Free (kids under three), Dhs89 (kids aged three-11), Dhs110 (adults online), Dhs120 (adults on the door). Open Sun-Wed 10am-7pm; Thu-Sat 10am-8pm. City Walk, Al Safa Street, Dubai, www.thegreenplanetdubai.com.
Do your part
Love animals? Find out what these organisations are doing to help protect the UAE’s natural world – get involved!
Emirates Bird Records Committee
The portal of the UAE’s birdwatching community has news on the sightings of bird species across the UAE.

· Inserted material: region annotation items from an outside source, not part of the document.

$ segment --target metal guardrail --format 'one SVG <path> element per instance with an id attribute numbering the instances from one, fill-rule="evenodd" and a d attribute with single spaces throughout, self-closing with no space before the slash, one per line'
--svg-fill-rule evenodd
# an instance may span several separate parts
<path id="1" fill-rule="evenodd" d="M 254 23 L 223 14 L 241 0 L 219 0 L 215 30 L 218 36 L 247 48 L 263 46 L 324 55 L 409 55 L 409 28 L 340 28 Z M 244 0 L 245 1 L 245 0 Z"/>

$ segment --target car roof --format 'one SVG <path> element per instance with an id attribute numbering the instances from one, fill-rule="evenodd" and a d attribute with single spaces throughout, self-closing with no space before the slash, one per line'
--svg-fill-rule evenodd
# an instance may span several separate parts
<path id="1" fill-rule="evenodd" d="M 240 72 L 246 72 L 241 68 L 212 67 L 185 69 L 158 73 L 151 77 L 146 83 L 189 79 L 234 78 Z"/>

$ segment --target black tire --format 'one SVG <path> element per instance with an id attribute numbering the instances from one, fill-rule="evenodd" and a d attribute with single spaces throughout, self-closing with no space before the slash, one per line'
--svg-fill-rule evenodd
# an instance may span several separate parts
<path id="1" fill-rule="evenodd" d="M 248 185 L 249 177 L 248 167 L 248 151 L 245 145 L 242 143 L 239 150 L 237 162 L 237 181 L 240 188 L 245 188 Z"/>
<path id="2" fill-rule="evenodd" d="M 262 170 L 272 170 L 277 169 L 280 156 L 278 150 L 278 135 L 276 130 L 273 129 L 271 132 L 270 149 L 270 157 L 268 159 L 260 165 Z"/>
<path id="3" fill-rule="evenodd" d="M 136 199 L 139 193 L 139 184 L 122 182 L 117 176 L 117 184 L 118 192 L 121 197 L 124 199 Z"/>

Emirates natural history group
This non-profit organisation looks to collect and share information on indigenous wildlife and the natural environment. The group organises regular lectures and talks, as well as photography competitions of local animals. It also maintains a database of birds that contains more than 20,000 species spotted by the group’s birdwatchers in the region.
Emirates Wildlife Society
A local organisation that protects the biodiversity of areas of environmental significance. Supported by the World Wildlife Fund, it also raises awareness of the UAE’s ecological footprint.
Environment agency, Abu Dhabi
Established in 1996, the EAD is committed to protecting and enhancing air quality, groundwater and the biodiversity of our desert and marine ecosystem. It partners with other government entities, the private sector, NGOs and global environment agencies in order to do so.
UAE Dolphin Project
Did you know there are dolphins in the waters off the UAE coastline? The UAE Dolphin Project is a non-profit that seeks to raise awareness about marine life issues and provide scientific data about the plight of marine animals in the Gulf.

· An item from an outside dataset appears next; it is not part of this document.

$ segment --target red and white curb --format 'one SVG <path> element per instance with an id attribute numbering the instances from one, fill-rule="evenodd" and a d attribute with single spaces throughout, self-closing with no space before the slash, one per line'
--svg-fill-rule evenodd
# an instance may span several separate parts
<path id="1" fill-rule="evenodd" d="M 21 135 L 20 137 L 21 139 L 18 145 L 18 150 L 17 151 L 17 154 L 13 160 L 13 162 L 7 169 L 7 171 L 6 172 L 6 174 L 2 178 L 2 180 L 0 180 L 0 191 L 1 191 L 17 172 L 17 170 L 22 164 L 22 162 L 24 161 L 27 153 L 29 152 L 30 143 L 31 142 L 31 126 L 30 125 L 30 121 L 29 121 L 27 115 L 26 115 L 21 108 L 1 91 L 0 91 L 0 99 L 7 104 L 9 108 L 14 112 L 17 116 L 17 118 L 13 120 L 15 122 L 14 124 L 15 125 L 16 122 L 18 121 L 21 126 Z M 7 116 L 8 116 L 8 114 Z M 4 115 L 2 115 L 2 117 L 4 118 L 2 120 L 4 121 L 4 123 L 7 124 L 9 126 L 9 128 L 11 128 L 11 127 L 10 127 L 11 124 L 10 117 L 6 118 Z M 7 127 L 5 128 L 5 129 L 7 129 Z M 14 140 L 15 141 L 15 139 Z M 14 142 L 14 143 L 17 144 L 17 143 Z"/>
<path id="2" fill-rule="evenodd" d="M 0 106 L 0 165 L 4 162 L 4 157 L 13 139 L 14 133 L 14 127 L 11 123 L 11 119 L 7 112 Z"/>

The regional arm of the global WWF network, there isn’t much this organisation doesn’t get involved with when it comes to conserving nature and reducing the threats to the environment for the over-arching benefits to society. Everyone should recognise that iconic panda logo.
Dugong Conservation Project
It’s a little known fact that with around 5,000 dugongs, the Arabian Gulf is home to the world’s second largest population of these fascinating animals in the world. And this project, with local headquarters, is the first coordinated global effort to conserve dugongs and their seagrass habitats.